Research Intern (Multimodal GenAI and World Models)
IRG_M3S_T5I_2025_020
Project Overview
We are seeking highly motivated research interns interested in advancing the state of the art in multimodal generative AI and world models at SMART in the program: Mens, Manus, and Machina: How AI empowers people and the city in Singapore (M3S).
With the rapid development of Multimodal Large Language Models (MLLMs), research interns will assist researchers in investigating how to develop next-generation multimodal generative AI and world models that combine vision, language, video, and structured data. We are interested in, but not limited to, methods such as Transformer, diffusion models, Bayesian theory, world models, vision–language models and spatial intelligence with their applications.
Responsibilities
- Implement and benchmark state-of-the-art multimodal GenAI and world models.
- Tune network and parameters for improved performance of the proposed research ideas.
- Contribute to experimental design, model evaluation, and reproducible research codebases.
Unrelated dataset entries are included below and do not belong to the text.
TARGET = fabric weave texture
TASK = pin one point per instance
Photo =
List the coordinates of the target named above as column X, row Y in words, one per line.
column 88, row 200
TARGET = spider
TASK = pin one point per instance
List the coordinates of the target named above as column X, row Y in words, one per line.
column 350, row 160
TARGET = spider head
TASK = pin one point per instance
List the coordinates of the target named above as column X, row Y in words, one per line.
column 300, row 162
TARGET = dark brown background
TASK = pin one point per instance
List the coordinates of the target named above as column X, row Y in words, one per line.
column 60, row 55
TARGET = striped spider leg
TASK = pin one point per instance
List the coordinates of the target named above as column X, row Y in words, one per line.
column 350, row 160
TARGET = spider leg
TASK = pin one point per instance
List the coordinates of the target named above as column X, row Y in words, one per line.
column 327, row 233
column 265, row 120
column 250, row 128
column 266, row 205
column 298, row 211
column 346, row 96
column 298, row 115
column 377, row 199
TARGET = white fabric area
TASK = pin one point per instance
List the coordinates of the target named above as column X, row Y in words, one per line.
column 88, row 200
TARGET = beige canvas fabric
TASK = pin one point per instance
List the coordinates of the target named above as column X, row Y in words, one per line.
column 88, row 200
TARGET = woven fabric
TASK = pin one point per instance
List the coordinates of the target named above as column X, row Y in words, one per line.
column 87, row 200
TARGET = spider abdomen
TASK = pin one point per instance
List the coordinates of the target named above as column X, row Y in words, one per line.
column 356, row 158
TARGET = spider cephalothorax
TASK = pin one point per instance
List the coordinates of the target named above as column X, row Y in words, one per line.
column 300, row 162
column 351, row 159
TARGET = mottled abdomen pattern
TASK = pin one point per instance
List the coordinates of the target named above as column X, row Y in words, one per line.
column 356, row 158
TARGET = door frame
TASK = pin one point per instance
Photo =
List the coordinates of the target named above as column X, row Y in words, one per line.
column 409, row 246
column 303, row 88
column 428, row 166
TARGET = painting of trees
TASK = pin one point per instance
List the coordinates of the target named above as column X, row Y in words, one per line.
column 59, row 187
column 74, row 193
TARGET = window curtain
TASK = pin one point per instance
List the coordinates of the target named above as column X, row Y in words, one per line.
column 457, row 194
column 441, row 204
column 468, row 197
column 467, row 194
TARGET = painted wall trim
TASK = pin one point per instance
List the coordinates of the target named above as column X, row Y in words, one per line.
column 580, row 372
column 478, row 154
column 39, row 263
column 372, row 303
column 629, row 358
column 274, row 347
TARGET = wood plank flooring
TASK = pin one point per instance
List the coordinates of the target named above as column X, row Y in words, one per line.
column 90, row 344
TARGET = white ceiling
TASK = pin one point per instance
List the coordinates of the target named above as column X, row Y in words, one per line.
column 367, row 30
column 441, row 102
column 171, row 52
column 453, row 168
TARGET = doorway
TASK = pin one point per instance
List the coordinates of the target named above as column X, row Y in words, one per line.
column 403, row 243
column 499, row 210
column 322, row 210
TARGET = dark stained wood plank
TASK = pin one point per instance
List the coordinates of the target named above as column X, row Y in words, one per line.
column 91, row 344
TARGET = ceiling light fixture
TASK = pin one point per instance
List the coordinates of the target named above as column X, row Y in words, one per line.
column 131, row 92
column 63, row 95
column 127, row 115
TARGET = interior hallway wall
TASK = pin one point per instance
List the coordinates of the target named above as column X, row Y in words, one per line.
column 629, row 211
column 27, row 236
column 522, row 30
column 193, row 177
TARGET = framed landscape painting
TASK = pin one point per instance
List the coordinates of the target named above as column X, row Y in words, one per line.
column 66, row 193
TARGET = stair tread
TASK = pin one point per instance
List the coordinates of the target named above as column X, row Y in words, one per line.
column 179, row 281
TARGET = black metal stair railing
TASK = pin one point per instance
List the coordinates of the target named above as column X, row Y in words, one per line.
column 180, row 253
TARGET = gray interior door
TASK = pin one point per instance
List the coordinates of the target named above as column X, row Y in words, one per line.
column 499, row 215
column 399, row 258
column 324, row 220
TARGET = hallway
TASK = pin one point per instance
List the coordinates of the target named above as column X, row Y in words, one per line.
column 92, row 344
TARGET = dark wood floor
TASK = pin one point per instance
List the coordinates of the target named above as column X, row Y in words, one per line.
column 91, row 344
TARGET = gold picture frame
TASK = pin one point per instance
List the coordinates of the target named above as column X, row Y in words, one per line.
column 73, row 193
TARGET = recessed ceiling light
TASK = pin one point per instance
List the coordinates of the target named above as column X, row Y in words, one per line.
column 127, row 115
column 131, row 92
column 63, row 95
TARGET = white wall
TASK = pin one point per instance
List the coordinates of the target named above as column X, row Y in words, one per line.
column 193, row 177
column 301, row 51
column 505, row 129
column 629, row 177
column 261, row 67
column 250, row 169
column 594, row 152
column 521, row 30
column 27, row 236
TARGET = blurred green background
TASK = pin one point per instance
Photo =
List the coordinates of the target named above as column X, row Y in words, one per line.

- Collaborate with other research staff and students to publish research results in top journals and conferences.
Requirements
- Currently pursuing a Bachelor’s or Master’s degree in Engineering, Data science, Computer science, Automation, ML/AI, or a related field.
- Strong motivation to learn, explore, and work collaboratively in the multimodal AI and GenAI field.
- Experience with Python and deep learning pipelines (e.g., PyTorch, Transformers, Timm).
- Experience with multimodal GenAI models and world models (e.g., Computer vision, NLP, Diffusion or Autoregressive models).
The internship must be approved by the University.